Post Nasal Drip is a term  used by patients to describe the sensation of fluid draining into the back of the throat. The British term "water brash" is a more descriptive and less leading term for the problem. Post nasal drip  may be related to allergies, sinus disorders or other factors, including digestive disorders. When related to allergies or chronic sinus infection, it is usually accompanied by a watery nasal discharge. In the absence of nasal drainage or congestion, post nasal drip is more likely to be caused by laryngopharyngeal reflux. Proper evaluation usually entails allergy testing and endoscopy of the nasopharynx to observe the origin of the discomfort and to visualize sinus drainage, if present. Treatment is successful in most cases once the cause is identified.

Eustachian Tube Dysfunction (ETD) refers to the inadequate opening of the tube that allows air pressure to equalize on both sides of the eardrum. Dysfunction can cause a sensation of fullness in the ears or of being underwater and hearing loss. It can be caused by allergies, inadequate movement of the muscle that opens the tube or anatomical blockage of the tube. When it occurs on one side, an endoscopic examination of the nasopharynx should be performed to exclude abnormal growths or tumors that can block the opening of the tube. Children are predisposed to ETD because of the short length of the tube and open angle of the tube. Prolonged dysfunction can lead to fluid accumulation in the inner ear and is called an effusion. This fluid may become infected and is called otitis media. Some researchers have suggested an association between laryngopharyngeal reflux and eustachian tube dysfunction.

Pressure  must be equal on both sides of the eardrum or discomfort will occur.
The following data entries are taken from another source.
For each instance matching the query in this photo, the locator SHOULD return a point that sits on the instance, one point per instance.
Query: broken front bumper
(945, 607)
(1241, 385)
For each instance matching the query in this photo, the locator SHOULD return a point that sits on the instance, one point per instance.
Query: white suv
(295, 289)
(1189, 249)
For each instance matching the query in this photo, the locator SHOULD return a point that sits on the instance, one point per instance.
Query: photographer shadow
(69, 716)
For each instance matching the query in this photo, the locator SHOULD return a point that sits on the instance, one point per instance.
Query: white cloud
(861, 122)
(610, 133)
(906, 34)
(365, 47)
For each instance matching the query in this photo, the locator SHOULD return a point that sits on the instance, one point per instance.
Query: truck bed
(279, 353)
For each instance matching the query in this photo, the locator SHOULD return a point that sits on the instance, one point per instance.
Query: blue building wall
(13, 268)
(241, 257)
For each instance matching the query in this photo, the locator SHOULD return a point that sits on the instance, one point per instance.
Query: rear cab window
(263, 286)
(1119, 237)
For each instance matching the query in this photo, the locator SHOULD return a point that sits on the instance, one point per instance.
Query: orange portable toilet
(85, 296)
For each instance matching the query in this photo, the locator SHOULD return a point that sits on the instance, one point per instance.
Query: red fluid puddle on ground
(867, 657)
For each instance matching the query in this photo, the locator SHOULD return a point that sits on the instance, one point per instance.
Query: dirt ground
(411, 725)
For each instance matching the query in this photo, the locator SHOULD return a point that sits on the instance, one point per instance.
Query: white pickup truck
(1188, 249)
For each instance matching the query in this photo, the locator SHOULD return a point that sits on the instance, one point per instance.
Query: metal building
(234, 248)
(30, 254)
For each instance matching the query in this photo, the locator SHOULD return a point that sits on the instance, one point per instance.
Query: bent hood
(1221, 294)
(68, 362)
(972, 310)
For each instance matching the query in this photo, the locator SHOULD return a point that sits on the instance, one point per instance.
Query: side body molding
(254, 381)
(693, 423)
Vocal Cord Dysfunction (VCD)  is a cause of shortness of breath and wheezing that is often confused with asthma. It is caused by  paradoxical movement of the vocal cords during inspiration and expiration. Normally the vocal cords separate or open during inspiration and expiration to allow air in or out of the lungs. With VCD, the vocal cords close with inspiration. This is associated with airway obstruction that can be measured with a spirometer. The results can be confounded with asthma, which also causes airway obstruction,  but the flow-volume loop usually reveals the correct diagnosis. Since there is no lower airway obstruction, there is a poor response to treatment with asthma medications. Patients are usually labeled as severe, steroid resistant asthmatics when the the problem may ultimately be vocal cord dysfunction. There is is an intimate association of laryngopharyngeal acid reflux (LPR)  with VCD. LPR may cause chronic laryngeal inflammation which cause  the vocal cords to be hyper-reactive and possibly develop laryngeal spasm. The gold standard for diagnosing VCD is to visualize the paradoxical movement of the vocal vocal cords during the respiratory cycle with a rhinolaryngoscope. Unfortunately, the exam may be normal between attacks. VCD usually improves with antacid therapy, and in some cases , speech therapy.